The Waxman-Markey bill requires a 17% drop in carbon emissions by 2020. Joe Romm explains how we can get there:
Clean energy deployment from the stimulus….carbon dioxide emissions will be some 2% lower in 2020 than in 2005….Obama’s recent fuel economy deal….Let’s call that another 2% emissions drop….Then we have Waxman-Markey itself. It achieves huge energy efficiency savings….That’s another 5% drop.
….Let’s say 1% of the target will be met with domestic offsets….Let’s say 1% of the target will be met with international offsets….cofiring biomass….2% of the 2020 target.
That’s about 13% already, and the rest of the reduction can be met simply by utilizing existing gas-fired electric plants at a higher rate than we do now:
It now appears likely that, thanks to unconventional supplies, natural gas alone could meet a great deal of the Waxman-Markey CO2 target for 2020 — without requiring gobs of new power plants to be sited and built or thousands of miles of new transmission lines.
….Today, dirty coal plants are being “dispatched” (or utilized) to provide electricity by grid operators first, while natural gas plants that could provide electricity with far lower emissions of carbon dioxide remain unutilized or underutilized — even though their electricity costs are only slightly higher.

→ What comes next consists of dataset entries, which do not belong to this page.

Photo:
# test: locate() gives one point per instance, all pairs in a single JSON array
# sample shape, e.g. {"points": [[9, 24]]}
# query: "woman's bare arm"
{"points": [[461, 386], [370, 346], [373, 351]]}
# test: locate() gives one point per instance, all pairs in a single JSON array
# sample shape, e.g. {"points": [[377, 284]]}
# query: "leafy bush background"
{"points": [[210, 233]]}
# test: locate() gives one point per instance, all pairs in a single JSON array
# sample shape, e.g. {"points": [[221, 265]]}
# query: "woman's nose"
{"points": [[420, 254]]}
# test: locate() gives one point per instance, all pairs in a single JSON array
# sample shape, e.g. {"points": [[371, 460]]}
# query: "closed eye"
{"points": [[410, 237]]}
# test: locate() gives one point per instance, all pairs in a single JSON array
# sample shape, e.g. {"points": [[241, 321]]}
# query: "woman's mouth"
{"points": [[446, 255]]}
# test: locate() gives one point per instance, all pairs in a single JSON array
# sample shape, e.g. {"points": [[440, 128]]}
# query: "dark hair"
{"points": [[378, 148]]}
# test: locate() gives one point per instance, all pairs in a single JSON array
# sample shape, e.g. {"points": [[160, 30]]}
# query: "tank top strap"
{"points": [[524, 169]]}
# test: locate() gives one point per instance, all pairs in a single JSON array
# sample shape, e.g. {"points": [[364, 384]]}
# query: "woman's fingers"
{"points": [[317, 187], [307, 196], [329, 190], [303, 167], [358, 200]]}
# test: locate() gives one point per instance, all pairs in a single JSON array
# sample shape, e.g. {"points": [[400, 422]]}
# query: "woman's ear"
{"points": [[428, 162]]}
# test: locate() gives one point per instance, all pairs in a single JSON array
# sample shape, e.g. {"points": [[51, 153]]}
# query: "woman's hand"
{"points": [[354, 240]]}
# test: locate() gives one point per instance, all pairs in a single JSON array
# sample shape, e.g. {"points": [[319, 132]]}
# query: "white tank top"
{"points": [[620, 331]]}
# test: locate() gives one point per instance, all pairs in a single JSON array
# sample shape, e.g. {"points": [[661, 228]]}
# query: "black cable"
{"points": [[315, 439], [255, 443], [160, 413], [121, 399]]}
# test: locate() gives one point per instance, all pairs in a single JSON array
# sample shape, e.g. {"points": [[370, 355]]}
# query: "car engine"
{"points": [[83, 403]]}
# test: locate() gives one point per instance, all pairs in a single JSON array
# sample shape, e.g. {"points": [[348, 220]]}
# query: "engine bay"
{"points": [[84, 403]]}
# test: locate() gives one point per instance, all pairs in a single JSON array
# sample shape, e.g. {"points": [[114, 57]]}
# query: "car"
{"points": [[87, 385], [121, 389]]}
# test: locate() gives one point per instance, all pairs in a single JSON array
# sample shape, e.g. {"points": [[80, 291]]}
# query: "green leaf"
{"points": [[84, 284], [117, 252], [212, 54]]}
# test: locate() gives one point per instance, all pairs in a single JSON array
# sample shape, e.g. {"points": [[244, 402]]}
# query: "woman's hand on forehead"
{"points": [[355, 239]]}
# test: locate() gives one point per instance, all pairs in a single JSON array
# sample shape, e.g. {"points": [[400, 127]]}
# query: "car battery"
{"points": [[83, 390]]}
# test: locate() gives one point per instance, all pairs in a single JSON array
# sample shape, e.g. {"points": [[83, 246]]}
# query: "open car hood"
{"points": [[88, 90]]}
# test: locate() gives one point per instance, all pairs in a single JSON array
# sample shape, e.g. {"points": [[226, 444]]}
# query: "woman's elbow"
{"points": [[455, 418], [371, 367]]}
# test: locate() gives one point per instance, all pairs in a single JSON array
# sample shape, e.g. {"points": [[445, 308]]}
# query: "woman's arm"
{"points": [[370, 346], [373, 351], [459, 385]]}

This is occurring in at least two regions of the country, according to a major under-reported May study by the Energy Information Administration, “The Implications of Lower Natural Gas Prices for Electric Generators in the Southest.” A cap on CO2 emissions and even a low price of CO2 will switch the dispatch order, generating large emissions savings at low cost (if the gas is available, as now seems likely).
Joe suggests that a carbon price of around ten bucks a ton — which is pretty low — is all that we’d need to motivate utilities to change the dispatch order of their plants enough to meet the rest of the 17% target.
Bottom line: meeting the Waxman-Markey targets for 2020 is pretty easy. We’ll have over a decade to start getting ready for the harder measures it takes to make serious cuts. Doom mongers, take note.